- Genre: Social; Tragedy;
- Written by: Umera Ahmad
- Directed by: Haseeb Hassan
- Starring: Sajal Aly; Ahad Raza Mir;
- Country of origin: Pakistan
- Original languages: Hindi; Urdu;
- No. of seasons: 1
- No. of episodes: 16

Production
- Executive producers: Shailja Kejriwal, Misbah Shafique
- Producer: Haseeb Hassan
- Production locations: Azad Kashmir, Lahore, Karachi and Swat Pakistan
- Camera setup: Multi-camera setup
- Running time: 25 minutes
- Production company: Motion Content Group

Original release
- Network: Zindagi
- Release: 25 June 2021

= Dhoop Ki Deewar =

Pakistani drama web series

Dhoop Ki Deewar is a ZEE5 exclusive and Zindagi-original Pakistani drama web series. It is written by Umera Ahmad and directed by Haseeb Hassan. The web series has an ensemble cast including Sajal Aly and Ahad Raza Mir in lead roles, while Zaib Rehman, Savera Nadeem, Samiya Mumtaz, Samina Ahmed, and Manzar Sehbai are in prominent roles. Set in the backdrop of the Indo-Pak conflict, the web series depicts how peace is better than war.
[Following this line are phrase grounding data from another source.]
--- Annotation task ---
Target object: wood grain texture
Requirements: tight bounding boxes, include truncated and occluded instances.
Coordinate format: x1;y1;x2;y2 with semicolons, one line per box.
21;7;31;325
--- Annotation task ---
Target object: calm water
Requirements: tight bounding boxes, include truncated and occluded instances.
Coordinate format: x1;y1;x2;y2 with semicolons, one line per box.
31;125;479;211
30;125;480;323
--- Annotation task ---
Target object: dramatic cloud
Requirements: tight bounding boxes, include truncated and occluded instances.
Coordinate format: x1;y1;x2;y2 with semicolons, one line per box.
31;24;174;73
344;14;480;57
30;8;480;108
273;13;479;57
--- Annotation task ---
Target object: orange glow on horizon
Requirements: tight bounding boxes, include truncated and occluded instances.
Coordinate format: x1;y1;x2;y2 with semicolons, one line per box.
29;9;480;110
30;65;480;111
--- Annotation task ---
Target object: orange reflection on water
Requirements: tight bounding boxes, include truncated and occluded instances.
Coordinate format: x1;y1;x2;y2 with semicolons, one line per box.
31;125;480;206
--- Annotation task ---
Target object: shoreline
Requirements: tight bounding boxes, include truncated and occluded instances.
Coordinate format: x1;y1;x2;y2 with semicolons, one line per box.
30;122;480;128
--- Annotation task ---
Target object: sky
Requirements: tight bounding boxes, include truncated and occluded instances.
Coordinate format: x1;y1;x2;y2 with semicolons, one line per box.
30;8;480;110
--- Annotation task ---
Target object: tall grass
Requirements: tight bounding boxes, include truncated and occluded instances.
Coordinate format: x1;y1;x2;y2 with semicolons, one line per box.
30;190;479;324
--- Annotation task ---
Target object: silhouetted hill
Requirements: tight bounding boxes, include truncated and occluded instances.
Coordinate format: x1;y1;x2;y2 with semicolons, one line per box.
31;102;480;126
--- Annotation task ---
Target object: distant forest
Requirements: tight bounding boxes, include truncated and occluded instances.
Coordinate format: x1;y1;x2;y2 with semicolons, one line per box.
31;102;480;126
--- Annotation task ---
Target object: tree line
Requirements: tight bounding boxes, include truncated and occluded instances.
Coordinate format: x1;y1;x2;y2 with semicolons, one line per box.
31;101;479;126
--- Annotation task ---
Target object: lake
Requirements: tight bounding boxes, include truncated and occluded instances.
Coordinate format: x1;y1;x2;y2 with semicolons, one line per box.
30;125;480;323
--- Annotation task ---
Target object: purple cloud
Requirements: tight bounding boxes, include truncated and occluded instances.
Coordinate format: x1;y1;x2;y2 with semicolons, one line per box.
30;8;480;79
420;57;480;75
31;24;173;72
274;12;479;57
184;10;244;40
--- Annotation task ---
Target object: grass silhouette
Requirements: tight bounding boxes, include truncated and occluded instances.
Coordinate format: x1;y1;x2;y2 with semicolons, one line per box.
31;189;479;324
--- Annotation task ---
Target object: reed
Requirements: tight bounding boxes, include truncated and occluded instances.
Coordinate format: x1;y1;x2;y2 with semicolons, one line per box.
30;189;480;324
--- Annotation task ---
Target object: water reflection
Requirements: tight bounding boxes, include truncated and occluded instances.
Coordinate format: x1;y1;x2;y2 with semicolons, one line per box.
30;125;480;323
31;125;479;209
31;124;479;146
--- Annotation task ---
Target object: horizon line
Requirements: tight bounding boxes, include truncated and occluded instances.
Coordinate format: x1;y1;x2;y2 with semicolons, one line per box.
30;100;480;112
It is available for streaming on the OTT platform ZEE5 from 25 June 2021 with two episodes each Friday. The finale aired on the Independence Day weekend.

== Cast ==
=== Main ===
- Ahad Raza Mir as Vishal Malhotra
- Sajal Aly as Sarah Sher Ali

=== Recurring ===
- Samiya Mumtaz as Sunanda Malhotra : Vishal's mother, Vijay's wife
- Zaib Rehman as Shobha Malhotra : Vishal's grandmother, Vijay's mother
- Savera Nadeem as Amna Sher Ali : Sarah's mother, Sher's wife
- Samina Ahmed as Safia Nasir Ali : Sarah's grandmother, Nasir's wife, Sher's mother
- Annie Zaidi as Lubna Ansar : Junaid's mother
- Manzar Sehbai as Nasir Ali : Sarah's grandfather, Safia's husband, Sher's father
- Salma Hassan as Ayesha : Sarah's aunt
- Lubna Aslam as Rabia
- Alyy Khan as Vijay Malhotra : Vishal's father, Sunanda's husband, Shobha's son
- Raza Talish as Junaid Ansari : Lubna's son
- Adnan Jaffar as Sher Ali : Sarah's father, Amna's husband
- Paras Masroor as Anurag
- Zoya Nasir as Neha Sharma
- Zara Tareen as Pratibha
- Anoushey Rania Khan as Nooriah Sher Ali

== Production ==

===Background and development===
The web series was announced by Haseeb Hassan in mid-2019 with leading cast of Sajal Aly, Ahad Raza Mir, Samiya Mumtaz, Samina Ahmed, Savera Nadeem and Manzar Sehbai. In conservation with The News, Hassan revealed "Dhoop Ki Deewar is not a love story: it is a love-hate story based on the love-hate relationship between people of India and Pakistan." The official trailer was released by ZEE5 on YouTube on 15 June 2021.

===Filming===
Principal photography began in August 2019. The shooting was carried out in Azad Kashmir, Lahore, Karachi and Swat District.